[safyté le siflè] (loc. boiss. PREM.)
Quand elle a le cœur joyeux, la langue surannée plaisante avec le corps en se servant de ses parties pour fabriquer une souriante litote (cf. avec la bite et le couteau) ou une fâcheuse hyperbole (cf. se la tailler en biseau), joueuse qu’elle est.
Si elle donne souvent dans le dessous du ceinturon (cf. princeps) elle sait aussi à l’occasion faire monter le niveau jusqu’à celui du gosier, étant entendu qu’il ne s’agit que d’une hauteur de fait et non de vue dans le cas de s’affûter le sifflet puisque l’expression n’est qu’une de plus dans le registre de la godaille.
Elle y tient cependant une place de choix : la première.
S’affûter le sifflet introduit en effet la notion de premier verre à boire que suivront beaucoup d’autres. L’ivrognerie n’est donc pas encore là quand on s’affûte le sifflet mais il est certain qu’elle ne tardera pas.
Tout comme l’appétit s’aiguise avant de passer à table avec des mises en bouche, la pépie s’affûte avec un Ricmuche, un Perniflard ou une fine avant de se lancer dans l’arrosage plus sérieux façon Grand cru. S’affûter le sifflet est un quasi synonyme de prendre l’apéritif ou de s’en jeter un vite fait derrière la cravate (ce dernier n’évoquant pas obligatoirement une continuité dans l’arsouillage).
L’existence même de l’expression souligne combien l’absorption de boissons alcoolisées ne se fait pas à la légère : l’échauffement de la glotte est impératif pour éviter fausse route ou tout autre incident. Trop d’impétueux ont contrevenu à l’article L. 3341-1 du Code de la santé publique pour avoir omis de s’affûter le sifflet.
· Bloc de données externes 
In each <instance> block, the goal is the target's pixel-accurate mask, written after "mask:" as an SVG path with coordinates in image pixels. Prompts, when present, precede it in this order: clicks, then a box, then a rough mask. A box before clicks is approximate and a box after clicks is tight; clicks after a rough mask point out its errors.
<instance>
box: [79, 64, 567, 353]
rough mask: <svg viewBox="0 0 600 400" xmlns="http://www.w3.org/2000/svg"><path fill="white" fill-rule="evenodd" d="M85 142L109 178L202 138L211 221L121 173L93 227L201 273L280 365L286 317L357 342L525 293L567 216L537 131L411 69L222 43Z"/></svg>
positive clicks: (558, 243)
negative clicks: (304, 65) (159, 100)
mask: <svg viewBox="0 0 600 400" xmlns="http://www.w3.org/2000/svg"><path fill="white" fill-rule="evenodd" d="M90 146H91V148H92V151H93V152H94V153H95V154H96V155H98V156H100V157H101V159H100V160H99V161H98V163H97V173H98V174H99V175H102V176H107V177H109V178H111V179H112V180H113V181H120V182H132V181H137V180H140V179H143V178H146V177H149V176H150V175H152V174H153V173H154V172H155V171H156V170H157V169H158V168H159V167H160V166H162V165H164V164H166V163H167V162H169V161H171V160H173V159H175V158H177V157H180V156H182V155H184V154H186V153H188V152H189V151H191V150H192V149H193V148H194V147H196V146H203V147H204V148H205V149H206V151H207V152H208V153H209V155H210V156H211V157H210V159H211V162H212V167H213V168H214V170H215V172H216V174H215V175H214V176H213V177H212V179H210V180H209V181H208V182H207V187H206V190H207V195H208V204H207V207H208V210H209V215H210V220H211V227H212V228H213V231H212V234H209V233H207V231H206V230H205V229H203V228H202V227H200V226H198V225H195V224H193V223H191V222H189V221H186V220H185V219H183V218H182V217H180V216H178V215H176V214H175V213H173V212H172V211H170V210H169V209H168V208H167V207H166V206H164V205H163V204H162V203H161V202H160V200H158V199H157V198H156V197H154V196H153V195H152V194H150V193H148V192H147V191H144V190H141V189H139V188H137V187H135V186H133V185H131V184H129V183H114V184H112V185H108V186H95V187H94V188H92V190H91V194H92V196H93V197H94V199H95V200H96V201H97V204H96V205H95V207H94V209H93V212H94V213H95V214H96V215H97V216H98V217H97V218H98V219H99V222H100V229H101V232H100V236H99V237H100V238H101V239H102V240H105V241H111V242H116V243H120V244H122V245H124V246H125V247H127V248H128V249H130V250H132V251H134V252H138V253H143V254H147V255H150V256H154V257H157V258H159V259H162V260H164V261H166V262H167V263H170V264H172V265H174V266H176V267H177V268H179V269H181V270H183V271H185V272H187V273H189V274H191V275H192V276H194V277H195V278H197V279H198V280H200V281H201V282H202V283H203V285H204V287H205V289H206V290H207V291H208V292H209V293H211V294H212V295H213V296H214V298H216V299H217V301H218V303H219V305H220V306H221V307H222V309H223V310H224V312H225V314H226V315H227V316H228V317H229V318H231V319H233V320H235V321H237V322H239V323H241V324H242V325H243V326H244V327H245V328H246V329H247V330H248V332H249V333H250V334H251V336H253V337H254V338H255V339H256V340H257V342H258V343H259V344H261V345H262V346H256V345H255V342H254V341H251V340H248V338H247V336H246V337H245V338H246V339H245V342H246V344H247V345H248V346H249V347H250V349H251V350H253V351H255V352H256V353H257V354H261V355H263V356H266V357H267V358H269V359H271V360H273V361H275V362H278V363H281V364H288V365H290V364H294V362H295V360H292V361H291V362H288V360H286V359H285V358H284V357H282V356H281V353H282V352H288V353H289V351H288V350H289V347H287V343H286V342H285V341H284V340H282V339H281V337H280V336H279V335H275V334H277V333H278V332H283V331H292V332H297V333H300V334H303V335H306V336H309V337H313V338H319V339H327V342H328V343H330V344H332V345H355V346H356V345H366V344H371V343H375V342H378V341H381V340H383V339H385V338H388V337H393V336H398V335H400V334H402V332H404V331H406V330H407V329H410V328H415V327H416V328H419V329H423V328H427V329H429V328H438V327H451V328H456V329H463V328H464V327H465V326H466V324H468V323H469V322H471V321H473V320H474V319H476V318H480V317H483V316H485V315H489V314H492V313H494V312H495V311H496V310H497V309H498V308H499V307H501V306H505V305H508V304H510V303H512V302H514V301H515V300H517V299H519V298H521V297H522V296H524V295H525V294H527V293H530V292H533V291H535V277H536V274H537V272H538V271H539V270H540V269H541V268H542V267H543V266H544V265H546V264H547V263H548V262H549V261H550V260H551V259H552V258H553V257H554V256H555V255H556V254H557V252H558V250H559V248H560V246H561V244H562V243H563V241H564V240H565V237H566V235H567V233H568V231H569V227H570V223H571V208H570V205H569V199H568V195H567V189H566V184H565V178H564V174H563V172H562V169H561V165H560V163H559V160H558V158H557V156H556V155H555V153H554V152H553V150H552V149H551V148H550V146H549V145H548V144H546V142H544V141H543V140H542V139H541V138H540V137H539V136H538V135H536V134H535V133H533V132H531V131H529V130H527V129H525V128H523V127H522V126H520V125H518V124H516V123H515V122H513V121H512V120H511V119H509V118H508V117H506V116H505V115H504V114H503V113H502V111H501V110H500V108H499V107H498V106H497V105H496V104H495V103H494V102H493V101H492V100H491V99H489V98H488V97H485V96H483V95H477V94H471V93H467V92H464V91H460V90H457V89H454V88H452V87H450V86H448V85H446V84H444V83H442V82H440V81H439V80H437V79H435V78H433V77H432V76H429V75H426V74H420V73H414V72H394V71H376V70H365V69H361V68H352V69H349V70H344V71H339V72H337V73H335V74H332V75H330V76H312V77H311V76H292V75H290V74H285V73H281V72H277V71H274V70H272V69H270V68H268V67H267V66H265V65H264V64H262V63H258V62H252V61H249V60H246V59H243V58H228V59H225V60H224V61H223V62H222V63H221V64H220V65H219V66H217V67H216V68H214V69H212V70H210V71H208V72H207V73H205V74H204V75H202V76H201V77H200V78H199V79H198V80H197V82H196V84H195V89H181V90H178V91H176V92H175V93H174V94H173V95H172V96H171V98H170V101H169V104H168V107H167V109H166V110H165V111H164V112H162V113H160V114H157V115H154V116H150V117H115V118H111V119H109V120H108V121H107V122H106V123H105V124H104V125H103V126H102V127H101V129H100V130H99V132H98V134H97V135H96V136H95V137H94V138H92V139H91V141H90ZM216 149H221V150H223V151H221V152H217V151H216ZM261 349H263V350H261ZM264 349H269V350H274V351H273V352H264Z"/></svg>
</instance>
C’est la culture française en matière de vins et spiritueux qui a permis l’émergence de s’affûter le sifflet, cette locution n’existant pas dans d’autres langues qui passent directement du sobre à l’éthylique. Une culture qui va cependant vaciller sous les coups de boutoir d’un anglais importé d’outre-Manche ou made in USA, portés par des chansons, des films et des slogans imprimés sur tricots de peau.
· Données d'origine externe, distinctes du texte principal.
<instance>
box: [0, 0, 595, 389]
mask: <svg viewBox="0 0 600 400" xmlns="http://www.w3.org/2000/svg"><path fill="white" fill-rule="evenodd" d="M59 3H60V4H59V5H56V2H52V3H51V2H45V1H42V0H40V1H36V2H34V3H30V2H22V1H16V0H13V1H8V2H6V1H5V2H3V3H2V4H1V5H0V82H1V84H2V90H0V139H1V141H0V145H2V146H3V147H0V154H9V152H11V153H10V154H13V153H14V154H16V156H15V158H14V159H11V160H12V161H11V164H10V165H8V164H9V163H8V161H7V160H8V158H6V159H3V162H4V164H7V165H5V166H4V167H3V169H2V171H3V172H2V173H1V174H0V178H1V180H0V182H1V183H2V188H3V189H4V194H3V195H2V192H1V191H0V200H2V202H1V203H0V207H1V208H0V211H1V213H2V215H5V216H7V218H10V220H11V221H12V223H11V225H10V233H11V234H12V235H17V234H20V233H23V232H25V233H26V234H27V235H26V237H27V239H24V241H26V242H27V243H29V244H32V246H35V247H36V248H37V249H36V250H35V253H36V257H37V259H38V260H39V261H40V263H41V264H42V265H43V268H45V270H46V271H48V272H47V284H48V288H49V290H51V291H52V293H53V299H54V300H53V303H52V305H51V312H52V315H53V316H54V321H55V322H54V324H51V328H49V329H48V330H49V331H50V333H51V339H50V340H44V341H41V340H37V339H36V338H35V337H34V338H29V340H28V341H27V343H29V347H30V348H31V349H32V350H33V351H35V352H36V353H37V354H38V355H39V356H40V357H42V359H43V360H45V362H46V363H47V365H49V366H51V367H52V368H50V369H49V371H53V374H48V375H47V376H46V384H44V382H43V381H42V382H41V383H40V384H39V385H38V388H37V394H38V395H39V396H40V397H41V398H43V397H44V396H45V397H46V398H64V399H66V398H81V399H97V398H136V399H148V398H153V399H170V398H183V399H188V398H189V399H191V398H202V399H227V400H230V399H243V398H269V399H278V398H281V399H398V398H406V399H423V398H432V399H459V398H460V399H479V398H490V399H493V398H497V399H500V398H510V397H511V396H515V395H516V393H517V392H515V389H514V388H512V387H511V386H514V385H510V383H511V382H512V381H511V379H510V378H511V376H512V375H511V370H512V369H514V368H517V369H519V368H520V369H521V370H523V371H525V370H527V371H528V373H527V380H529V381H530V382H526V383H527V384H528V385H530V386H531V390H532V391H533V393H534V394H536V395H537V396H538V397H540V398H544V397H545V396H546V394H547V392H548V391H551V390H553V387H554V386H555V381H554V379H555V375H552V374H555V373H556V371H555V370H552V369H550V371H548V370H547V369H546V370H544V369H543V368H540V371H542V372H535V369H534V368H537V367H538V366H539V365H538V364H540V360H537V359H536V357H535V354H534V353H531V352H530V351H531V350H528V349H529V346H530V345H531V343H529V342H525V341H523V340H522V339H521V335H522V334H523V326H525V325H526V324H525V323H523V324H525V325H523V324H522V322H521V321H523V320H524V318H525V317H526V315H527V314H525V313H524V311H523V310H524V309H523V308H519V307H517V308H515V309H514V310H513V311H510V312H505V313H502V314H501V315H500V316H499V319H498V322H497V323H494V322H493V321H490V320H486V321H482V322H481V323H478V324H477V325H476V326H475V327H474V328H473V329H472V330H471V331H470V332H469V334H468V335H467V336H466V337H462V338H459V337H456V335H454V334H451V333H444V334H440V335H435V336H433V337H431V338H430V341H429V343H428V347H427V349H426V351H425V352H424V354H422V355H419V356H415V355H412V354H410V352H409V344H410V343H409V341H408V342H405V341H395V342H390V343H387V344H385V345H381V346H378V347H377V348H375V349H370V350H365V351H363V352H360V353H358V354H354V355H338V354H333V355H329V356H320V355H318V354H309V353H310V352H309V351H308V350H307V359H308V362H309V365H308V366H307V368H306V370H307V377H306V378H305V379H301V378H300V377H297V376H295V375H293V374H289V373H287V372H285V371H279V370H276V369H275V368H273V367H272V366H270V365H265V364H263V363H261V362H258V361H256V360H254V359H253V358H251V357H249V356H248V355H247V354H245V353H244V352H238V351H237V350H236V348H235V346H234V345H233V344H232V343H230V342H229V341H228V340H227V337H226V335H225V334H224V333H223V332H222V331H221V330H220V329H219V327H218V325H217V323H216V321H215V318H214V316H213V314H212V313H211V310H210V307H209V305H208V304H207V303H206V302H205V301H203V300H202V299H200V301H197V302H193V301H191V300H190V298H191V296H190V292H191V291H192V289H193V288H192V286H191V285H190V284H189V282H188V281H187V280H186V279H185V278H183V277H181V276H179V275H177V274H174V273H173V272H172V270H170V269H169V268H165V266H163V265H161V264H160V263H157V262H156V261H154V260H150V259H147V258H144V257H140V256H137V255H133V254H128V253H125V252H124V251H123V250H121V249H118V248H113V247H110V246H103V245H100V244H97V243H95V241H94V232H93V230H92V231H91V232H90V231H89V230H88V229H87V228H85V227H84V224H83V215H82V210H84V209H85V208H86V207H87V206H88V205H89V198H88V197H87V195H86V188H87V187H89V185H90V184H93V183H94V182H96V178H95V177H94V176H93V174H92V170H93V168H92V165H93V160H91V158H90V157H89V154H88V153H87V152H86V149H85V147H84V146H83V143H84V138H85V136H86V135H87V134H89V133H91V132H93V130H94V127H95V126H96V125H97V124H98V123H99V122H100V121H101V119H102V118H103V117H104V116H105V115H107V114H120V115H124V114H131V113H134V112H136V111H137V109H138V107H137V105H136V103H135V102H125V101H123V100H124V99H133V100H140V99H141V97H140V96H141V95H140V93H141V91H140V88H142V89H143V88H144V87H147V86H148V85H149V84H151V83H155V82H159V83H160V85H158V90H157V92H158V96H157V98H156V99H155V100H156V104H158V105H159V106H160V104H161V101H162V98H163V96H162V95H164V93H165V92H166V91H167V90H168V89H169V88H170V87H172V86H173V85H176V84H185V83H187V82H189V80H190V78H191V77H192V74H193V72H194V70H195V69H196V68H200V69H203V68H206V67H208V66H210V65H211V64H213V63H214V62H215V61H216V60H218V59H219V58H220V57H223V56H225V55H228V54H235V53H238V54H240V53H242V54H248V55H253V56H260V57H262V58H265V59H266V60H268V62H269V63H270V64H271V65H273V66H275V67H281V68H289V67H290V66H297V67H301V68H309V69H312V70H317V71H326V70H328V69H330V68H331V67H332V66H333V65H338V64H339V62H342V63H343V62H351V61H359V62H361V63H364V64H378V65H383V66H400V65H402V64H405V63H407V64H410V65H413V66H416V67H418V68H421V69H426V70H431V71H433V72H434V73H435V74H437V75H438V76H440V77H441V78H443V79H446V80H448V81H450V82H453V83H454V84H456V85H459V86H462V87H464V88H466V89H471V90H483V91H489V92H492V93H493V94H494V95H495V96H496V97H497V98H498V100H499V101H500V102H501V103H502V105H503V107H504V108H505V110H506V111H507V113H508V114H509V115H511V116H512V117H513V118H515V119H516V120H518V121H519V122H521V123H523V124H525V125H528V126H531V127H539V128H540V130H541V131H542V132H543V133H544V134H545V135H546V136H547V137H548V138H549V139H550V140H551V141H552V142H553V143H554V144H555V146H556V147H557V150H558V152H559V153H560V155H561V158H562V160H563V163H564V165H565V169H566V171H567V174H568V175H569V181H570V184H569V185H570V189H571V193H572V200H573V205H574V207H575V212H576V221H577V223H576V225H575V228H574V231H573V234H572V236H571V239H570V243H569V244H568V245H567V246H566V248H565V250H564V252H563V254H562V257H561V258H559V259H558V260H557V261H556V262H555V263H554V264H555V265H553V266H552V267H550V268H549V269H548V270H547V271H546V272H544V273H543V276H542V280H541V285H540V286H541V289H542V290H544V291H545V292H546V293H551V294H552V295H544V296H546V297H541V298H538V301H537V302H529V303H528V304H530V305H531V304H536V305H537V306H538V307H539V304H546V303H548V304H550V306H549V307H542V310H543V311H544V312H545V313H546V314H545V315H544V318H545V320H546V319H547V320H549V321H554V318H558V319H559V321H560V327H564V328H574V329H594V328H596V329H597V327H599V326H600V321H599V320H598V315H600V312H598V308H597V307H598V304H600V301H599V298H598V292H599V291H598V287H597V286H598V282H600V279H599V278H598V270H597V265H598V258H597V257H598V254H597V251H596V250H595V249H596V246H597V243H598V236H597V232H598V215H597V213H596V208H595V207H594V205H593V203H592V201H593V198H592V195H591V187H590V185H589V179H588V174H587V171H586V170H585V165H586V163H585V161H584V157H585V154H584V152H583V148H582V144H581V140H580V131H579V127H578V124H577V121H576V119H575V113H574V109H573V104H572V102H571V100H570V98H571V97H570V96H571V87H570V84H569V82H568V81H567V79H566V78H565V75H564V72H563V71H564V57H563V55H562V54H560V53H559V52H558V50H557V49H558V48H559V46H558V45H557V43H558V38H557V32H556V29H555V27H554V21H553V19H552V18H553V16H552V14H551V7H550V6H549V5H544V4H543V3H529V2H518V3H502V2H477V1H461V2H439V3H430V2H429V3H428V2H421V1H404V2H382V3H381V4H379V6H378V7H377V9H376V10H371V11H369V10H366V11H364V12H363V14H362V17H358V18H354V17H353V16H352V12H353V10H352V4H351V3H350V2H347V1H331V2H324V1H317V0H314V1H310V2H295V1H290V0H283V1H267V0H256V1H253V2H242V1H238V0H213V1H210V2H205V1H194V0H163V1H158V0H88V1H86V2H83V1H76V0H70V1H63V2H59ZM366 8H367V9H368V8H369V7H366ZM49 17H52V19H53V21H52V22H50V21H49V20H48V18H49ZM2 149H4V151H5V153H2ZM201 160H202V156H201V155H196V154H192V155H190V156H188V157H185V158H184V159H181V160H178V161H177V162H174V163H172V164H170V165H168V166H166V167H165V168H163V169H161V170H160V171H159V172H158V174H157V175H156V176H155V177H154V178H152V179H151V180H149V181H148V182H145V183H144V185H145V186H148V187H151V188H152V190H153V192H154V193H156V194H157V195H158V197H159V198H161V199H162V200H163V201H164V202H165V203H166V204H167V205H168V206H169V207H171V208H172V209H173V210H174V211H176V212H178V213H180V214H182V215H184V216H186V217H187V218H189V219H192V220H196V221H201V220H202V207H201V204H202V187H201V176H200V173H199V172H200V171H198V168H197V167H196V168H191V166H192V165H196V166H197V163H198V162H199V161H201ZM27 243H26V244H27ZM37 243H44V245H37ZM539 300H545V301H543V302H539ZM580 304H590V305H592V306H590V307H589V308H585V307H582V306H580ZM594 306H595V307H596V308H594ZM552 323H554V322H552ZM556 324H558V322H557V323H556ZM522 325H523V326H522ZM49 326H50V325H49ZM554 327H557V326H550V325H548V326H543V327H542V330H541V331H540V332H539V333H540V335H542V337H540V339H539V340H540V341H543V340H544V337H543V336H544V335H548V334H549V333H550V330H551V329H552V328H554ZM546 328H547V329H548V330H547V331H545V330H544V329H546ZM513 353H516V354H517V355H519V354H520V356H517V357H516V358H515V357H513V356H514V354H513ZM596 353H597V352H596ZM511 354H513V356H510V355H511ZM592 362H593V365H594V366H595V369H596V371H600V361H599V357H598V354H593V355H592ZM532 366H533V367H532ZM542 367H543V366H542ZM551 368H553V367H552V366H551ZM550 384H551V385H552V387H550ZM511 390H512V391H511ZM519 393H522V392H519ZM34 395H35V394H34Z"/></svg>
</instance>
My tailor is rich, I love New York et autres Singin’ in the rain vont pousser s’affûter le sifflet en surannéité et faire le lit du vulgaire binge drinking, périlleux exercice de chaos alcoolique exprès adoré du moderne¹. En moins de temps qu’il ne faut à un yéyé pour reprendre une chanson états-unienne, l’anglicisme impose sa loi de l’efficacité et sa sonorité exotique.
Et la cuite devient triste (mais ceci est une autre histoire).